Assume that $h(k) = (\frac{a}{b^d})^k \cdot (log n - klog b)^w$, then
$$
h^{'}(k) = (log n - k log b)^{w-1} (ln {\frac{a}{b^d}}(log n - k log b) + w log b)
$$
h(k) has minimum at $k = log_b n$.
\\Case 1:
\begin{align*}
a < b^d &\Rightarrow \frac{a}{b^d} < 1 \\
& \Rightarrow n^{\log_b a} < n^d log^w n < { \lim_{\epsilon \to 0} n^{d + \epsilon}},
\end{align*}
The first dominates the g(n).
$$
T(n) = \Theta(n^{\log_b a}) + O(n^d log^w n)
= O(n^d log^w n)
$$
Case 2:
\begin{align*}
a > b^d &\Rightarrow \frac{a}{b^d} > 1\\
& \Rightarrow f(n) < n^{log_n a}\\
&\Rightarrow f(n) = O(n^{log_b a - \epsilon})
\end{align*}
The last dominates the g(n). Therefore,
$$
g(n) = { \lim_{\epsilon \to 0}\sum\limits_{i=0}^{\log_b n} a^{i}\cdot c\cdot (\frac{n}{b^{i}})^{log_b a - \epsilon}}
= c \cdot n^{log_b a - \epsilon} \cdot { \lim_{\epsilon \to 0}\sum\limits_{i=0}^{\log_b n} (\frac{a}{b^{log_b a - \epsilon}})^{i}}
$$
$$
= O(n^{log_b a - \epsilon} \cdot { \lim_{\epsilon \to 0 }(1 - \frac{(a - \epsilon)^2}{\epsilon})}) = O(n^{log_b a})
$$
$$
\Rightarrow T(n) = O(n^{\log_b a})
$$
Case 3:
$$a = b^d$$
$$f(n) = n^{log_b a}\cdot log^w n$$
$$g(n) = c \sum\limits_{i=0}^{\log_b n} a^{i}\cdot (\frac{n}{b^{i}})^{log_b a}\cdot log^w (\frac{n}{b^i})$$
$$= c \cdot n^{log_b a} \cdot \sum\limits_{i=0}^{\log_b n} log^w (\frac{n}{b^i})$$
When $n \longrightarrow +\infty $,\quad$(log n -log_b n \cdot log b)^w \longrightarrow log^w n + O(log^w n)$. Therefore,
$$g(n) = c\cdot n^{log_b a}\cdot log_b n \cdot (log^w n + O(log^w n))$$
$$= O(n^{log_b a}\cdot log_b n \cdot log^w n)$$
$$= O(n^{log_b a}\cdot log^{w + 1} n ) $$
$$\Rightarrow T(n) = O(n^{\log_b a}) + O(n^{log_b a}\cdot log^{w + 1} n ) = O(n^{log_b a}\cdot log^{w + 1} n )\quad \blacksquare$$
\miquestion[25]
Recall the median-of-the-medians algorithm we learned in the lecture. It groups the numbers by $5$. What happens if we group them by $3,7,9, \dots$? Please analyze those different choices and discuss which one is the best.

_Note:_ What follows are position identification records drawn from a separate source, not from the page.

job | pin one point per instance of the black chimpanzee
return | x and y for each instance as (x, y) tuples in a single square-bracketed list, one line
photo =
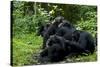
[(52, 29), (55, 50), (65, 30)]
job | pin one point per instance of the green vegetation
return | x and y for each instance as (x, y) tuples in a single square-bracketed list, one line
[(28, 16)]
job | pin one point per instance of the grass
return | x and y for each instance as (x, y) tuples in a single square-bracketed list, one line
[(27, 46)]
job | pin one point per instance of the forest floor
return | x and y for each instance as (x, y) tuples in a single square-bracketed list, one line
[(26, 47)]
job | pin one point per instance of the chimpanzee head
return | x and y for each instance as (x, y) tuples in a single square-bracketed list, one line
[(76, 35), (58, 20), (55, 39)]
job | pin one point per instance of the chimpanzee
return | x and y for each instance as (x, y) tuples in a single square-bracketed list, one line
[(57, 48), (54, 51), (65, 30), (52, 29)]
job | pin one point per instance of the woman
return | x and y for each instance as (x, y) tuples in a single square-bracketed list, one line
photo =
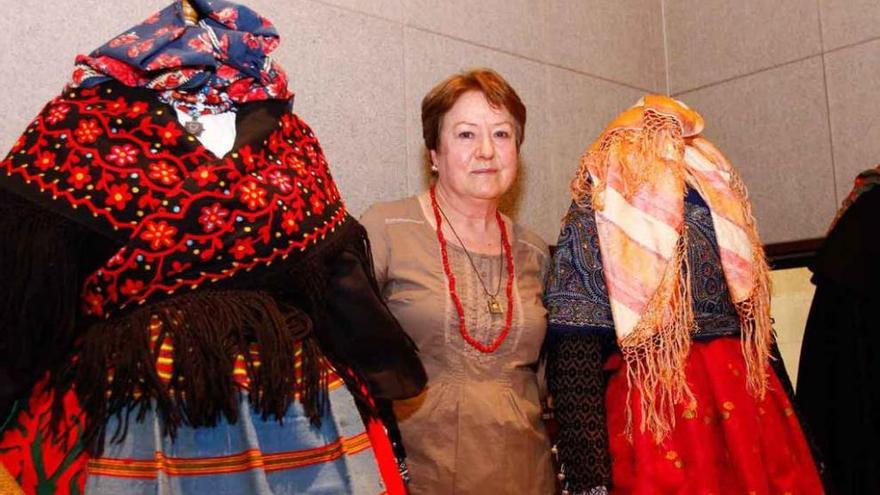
[(658, 354), (178, 259), (841, 343), (465, 283)]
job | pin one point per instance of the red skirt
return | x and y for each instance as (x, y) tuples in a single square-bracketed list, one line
[(727, 443)]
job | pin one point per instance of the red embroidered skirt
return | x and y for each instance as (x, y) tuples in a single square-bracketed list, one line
[(727, 443)]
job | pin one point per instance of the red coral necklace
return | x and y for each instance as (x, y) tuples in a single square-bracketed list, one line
[(508, 253)]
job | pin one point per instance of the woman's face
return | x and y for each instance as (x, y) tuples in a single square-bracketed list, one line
[(476, 156)]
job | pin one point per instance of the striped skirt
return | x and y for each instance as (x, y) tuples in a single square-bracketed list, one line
[(253, 455)]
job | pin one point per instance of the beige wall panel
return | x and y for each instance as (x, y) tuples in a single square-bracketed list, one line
[(715, 40), (849, 21), (387, 9), (429, 59), (854, 102), (774, 128), (513, 26), (621, 40), (346, 69), (579, 109), (39, 42)]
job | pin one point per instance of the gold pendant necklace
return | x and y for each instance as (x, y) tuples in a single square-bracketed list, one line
[(492, 303)]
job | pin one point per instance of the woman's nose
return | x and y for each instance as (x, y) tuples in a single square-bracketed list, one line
[(487, 148)]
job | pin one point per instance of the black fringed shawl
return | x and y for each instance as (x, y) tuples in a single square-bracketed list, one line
[(255, 247)]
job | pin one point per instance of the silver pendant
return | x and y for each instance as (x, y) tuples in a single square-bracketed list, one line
[(194, 127), (494, 306)]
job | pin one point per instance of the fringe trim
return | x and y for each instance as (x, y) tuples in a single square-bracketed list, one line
[(37, 319), (208, 330), (656, 351)]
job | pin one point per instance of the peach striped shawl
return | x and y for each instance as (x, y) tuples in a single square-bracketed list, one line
[(635, 175)]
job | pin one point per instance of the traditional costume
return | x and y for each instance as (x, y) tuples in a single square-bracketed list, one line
[(837, 389), (658, 355)]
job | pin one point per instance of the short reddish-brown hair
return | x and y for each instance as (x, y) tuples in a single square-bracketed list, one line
[(443, 96)]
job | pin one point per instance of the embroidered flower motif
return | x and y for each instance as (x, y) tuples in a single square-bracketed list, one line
[(164, 60), (141, 47), (251, 41), (227, 16), (169, 134), (204, 175), (242, 248), (19, 144), (158, 234), (213, 217), (94, 303), (253, 195), (317, 204), (164, 173), (131, 287), (87, 131), (118, 106), (201, 43), (137, 109), (117, 259), (57, 114), (79, 177), (228, 73), (297, 165), (45, 160), (118, 196), (289, 222), (281, 181), (123, 155), (247, 157)]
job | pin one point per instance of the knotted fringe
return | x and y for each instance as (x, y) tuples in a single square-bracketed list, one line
[(657, 349), (756, 330), (115, 372), (37, 319)]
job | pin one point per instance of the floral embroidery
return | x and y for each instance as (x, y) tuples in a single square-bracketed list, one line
[(159, 235), (87, 131), (164, 173), (79, 177), (118, 154), (57, 113), (45, 160), (123, 155)]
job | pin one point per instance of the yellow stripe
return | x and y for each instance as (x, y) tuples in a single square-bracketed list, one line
[(249, 459)]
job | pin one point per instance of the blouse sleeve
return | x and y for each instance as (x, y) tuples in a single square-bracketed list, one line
[(580, 337)]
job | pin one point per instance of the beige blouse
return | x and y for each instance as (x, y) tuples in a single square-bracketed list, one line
[(477, 428)]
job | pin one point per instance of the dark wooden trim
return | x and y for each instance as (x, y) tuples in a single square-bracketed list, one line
[(782, 255), (792, 254)]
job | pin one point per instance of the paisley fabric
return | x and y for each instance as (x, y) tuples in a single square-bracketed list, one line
[(225, 53)]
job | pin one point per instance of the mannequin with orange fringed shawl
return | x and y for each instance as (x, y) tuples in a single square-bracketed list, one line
[(659, 339)]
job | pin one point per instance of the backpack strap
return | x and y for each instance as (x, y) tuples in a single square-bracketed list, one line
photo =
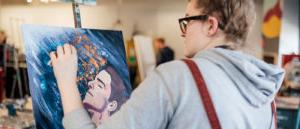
[(203, 91), (206, 99)]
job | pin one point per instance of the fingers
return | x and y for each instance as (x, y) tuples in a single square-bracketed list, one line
[(60, 51), (67, 49), (74, 51)]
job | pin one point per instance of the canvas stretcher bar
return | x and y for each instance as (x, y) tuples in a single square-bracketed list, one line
[(76, 13)]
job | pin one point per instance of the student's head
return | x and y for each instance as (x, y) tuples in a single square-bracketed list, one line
[(2, 37), (159, 43), (219, 22), (105, 95)]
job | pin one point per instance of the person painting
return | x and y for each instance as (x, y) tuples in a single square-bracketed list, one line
[(165, 53), (241, 87)]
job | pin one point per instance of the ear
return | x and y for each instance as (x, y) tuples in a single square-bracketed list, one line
[(213, 26), (112, 106)]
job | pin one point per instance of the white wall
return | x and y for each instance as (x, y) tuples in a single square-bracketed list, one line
[(153, 19)]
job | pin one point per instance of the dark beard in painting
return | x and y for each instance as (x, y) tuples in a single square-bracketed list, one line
[(89, 107)]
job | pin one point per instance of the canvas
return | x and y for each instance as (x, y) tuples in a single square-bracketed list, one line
[(102, 77)]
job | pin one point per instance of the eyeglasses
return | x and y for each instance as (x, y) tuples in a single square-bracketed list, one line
[(183, 22)]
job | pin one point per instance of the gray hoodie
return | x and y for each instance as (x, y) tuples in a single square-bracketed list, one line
[(241, 86)]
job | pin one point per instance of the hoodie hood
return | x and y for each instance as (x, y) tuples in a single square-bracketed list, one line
[(257, 81)]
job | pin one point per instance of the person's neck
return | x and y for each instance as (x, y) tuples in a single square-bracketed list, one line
[(219, 42)]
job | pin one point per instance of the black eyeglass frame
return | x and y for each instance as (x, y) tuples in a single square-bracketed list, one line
[(199, 17)]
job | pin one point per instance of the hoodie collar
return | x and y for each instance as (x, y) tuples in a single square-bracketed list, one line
[(257, 81)]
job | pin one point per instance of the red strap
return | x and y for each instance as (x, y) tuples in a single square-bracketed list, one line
[(206, 99), (203, 91), (274, 113)]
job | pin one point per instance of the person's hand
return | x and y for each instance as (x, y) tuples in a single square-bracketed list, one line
[(64, 62)]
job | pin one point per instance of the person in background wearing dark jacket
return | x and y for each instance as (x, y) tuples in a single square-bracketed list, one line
[(165, 53)]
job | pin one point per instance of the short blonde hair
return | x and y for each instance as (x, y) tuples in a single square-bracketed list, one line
[(237, 17)]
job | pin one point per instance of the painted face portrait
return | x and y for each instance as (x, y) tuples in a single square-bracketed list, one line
[(101, 99)]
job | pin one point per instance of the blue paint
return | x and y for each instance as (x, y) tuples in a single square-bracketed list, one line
[(41, 40)]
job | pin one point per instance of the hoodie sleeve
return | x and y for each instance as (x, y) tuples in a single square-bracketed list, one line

SOLUTION. Assume that we group the number by (2k + 1), where k = 0, 1, ……, n. Then we have $\frac{n}{2K+1}$ groups, so (2k + 1) medians. So the median of the medians v is no greater than $\frac{n}{2(2k + 1)}$ medians, no less than $\frac{n}{2(2k + 1)}$ medians. And each median is no greater than (k + 1) integers, no less than (k + 1) integers. Thus, v is no greater than $\frac{1}{2}\frac{k+1}{2k+1} n$ integers, no less than $\frac{1}{2}\frac{k+1}{2k+1} n$ integers. So the problem is reduced to at last $(1 - \frac{1}{2}\frac{k+1}{2k+1})n$. We should note that $(1 - \frac{1}{2}\frac{k+1}{2k+1})$ is becoming smaller asymptotic to 3/4 as k goes higher. So the less the k is, the smaller size problem will become for each recursion.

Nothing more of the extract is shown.